Guidelines for collecting container logs from Kubernetes clusters - Simple Log Service

This guide explains how to use Alibaba Cloud Simple Log Service (SLS) and its collector, LoongCollector, to efficiently collect, process, and analyze logs from your Kubernetes containers. It covers core principles, key workflows, selection guidance, and best practices, serving as a foundation for specific operational guides.

Features

Simple Log Service provides the following core capabilities for Kubernetes container log collection:

Multi-source log support
- Supports various log types, including standard output (stdout), standard error (stderr), and text file logs from containers.
Granular container filtering
- Include or exclude containers based on namespace name, pod name, container name, container labels, or environment variables.
Advanced log processing
- Collect multi-line logs: Combine log entries that span multiple lines, such as Java exception stack traces, into a single log event to prevent incorrect splitting.
- Pre-process logs: Use a filter plugin to drop invalid data at the source. Use log desensitization or field extraction plugins to mask or structure sensitive data in raw logs.
- Parse fields into a structured format: Use regular expression, JSON, or separator-based parsing plugins to structure raw logs before storage.
Intelligent metadata association
- Automatically associate metadata with container logs, such as container name, image, pod, namespace, and environment variables.
Reliability
- A checkpoint mechanism records the current collection position to ensure log integrity.
- Handles logs when a container stops by providing different strategies for various container runtimes.

Limitations

container runtime: Only Docker and Containerd are supported.

Docker:
- Requires permissions to access docker.sock.
- For standard output collection, only the json-file logging driver is supported.
- Only the overlay and overlay2 storage drivers are supported. For other storage drivers, you must mount the log directory by using a volume.
Containerd:
- Requires permissions to access containerd.sock.

Multi-line log limit:

To prevent a multi-line log from being split due to output delays, the last collected line is buffered for a short period. The default buffer time is 3 seconds. You can adjust this by using the BeginLineTimeoutMs parameter. The value must be at least 1,000 milliseconds to avoid incorrect parsing.
Standard output:

The default maximum size for a single log entry is 524,288 bytes (512 KB), and the upper limit is 8,388,608 bytes (8 MB). If a single log entry exceeds 524,288 bytes, you can increase this limit by setting the max_read_buffer_size environment variable for the LoongCollector container.

Important
We recommend that you do not enable standard output and standard error collection simultaneously, as this may cause log entries to be interleaved incorrectly.
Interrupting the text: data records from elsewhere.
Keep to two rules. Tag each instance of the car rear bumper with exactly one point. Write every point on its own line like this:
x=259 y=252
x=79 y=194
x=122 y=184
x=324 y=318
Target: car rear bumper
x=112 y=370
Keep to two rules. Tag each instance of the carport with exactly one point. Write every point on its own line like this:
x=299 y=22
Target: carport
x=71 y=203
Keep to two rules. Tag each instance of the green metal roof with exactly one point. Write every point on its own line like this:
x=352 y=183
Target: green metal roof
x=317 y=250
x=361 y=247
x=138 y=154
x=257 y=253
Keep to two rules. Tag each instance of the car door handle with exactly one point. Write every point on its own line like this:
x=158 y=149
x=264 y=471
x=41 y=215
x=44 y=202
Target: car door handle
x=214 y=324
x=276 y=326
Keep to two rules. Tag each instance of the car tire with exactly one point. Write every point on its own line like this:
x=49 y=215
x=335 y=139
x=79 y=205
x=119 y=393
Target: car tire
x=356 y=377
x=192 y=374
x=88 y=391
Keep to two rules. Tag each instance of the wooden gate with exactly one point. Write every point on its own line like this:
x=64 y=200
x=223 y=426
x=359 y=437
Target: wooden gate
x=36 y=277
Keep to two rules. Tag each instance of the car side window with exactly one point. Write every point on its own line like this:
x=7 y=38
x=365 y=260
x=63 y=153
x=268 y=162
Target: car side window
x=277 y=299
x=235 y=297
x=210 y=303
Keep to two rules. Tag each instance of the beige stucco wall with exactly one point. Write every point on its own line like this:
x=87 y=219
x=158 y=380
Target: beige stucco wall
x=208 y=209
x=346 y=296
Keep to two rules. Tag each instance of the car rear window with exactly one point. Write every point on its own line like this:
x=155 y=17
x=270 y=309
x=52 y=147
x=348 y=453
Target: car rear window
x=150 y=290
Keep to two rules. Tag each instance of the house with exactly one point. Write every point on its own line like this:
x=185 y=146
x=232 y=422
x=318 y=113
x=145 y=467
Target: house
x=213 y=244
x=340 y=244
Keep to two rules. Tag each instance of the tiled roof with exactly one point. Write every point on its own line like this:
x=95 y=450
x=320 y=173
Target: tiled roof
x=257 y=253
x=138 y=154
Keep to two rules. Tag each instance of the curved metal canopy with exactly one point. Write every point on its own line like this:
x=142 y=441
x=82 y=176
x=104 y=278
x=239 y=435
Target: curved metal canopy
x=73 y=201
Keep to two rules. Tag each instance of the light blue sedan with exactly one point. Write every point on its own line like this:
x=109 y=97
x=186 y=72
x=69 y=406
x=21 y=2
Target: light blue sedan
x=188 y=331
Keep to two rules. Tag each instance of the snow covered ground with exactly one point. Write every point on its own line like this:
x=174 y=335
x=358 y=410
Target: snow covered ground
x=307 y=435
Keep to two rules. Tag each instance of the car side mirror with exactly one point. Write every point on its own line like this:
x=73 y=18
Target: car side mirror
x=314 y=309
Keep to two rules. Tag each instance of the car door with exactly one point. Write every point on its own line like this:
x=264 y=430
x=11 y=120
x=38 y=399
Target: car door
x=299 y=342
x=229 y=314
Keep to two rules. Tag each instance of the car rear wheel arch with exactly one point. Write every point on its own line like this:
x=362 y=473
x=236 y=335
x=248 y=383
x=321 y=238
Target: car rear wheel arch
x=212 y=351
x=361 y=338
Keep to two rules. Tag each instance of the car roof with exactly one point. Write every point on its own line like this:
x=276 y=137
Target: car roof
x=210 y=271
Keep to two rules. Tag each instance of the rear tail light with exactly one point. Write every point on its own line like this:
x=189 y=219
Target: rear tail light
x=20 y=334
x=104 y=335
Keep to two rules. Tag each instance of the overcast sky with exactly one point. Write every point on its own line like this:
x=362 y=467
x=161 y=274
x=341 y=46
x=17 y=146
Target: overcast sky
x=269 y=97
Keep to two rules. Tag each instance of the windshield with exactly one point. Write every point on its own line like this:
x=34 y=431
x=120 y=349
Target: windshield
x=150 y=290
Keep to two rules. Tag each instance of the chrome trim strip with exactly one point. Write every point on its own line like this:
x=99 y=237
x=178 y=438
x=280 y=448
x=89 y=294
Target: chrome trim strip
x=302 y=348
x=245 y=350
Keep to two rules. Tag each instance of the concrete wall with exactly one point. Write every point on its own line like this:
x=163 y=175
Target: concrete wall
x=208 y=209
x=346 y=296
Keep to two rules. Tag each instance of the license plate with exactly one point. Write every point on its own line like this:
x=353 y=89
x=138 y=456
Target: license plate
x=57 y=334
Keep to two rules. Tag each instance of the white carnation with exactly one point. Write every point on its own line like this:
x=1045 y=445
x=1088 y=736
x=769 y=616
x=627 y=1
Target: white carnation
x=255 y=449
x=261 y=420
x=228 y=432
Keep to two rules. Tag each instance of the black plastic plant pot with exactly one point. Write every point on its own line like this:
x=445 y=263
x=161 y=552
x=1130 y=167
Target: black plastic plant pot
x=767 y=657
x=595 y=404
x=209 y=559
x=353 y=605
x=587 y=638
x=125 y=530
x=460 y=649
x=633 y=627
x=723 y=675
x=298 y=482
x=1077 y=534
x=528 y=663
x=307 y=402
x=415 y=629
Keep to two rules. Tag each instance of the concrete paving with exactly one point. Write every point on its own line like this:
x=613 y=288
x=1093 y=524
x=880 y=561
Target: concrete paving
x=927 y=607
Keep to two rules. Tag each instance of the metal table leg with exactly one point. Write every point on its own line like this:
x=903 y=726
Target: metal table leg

Collection workflow overview

Log on to the cluster and prepare the log source: Prepare standard output logs or text file logs for collection.
Install the LoongCollector collector: Use LoongCollector to collect and transmit logs to Simple Log Service.
Configure collection rules and parsing plugins: Define the rules for log collection.
Query and analyze logs: Query the collected logs to monitor your services.

Key processes

Log source and mount point requirements

For standard output logs, LoongCollector automatically discovers the log file path based on container metadata.
For container text file logs, LoongCollector mounts the host root directory to its own /logtail_host directory by default, so manual mounting is typically not required. If you need to use a custom mount point, ensure that it meets the following requirements:
Custom mount point requirements
Log file path:
- Do not use symbolic links:
  - Incorrect configuration: /var/log -> /mnt/logs.
  - Correct configuration: Use the physical path /mnt/logs directly.
- Mount path matching rule: If your application container's data directory is mounted by using a volume, the collection path must be the same as or a subdirectory of the mount point.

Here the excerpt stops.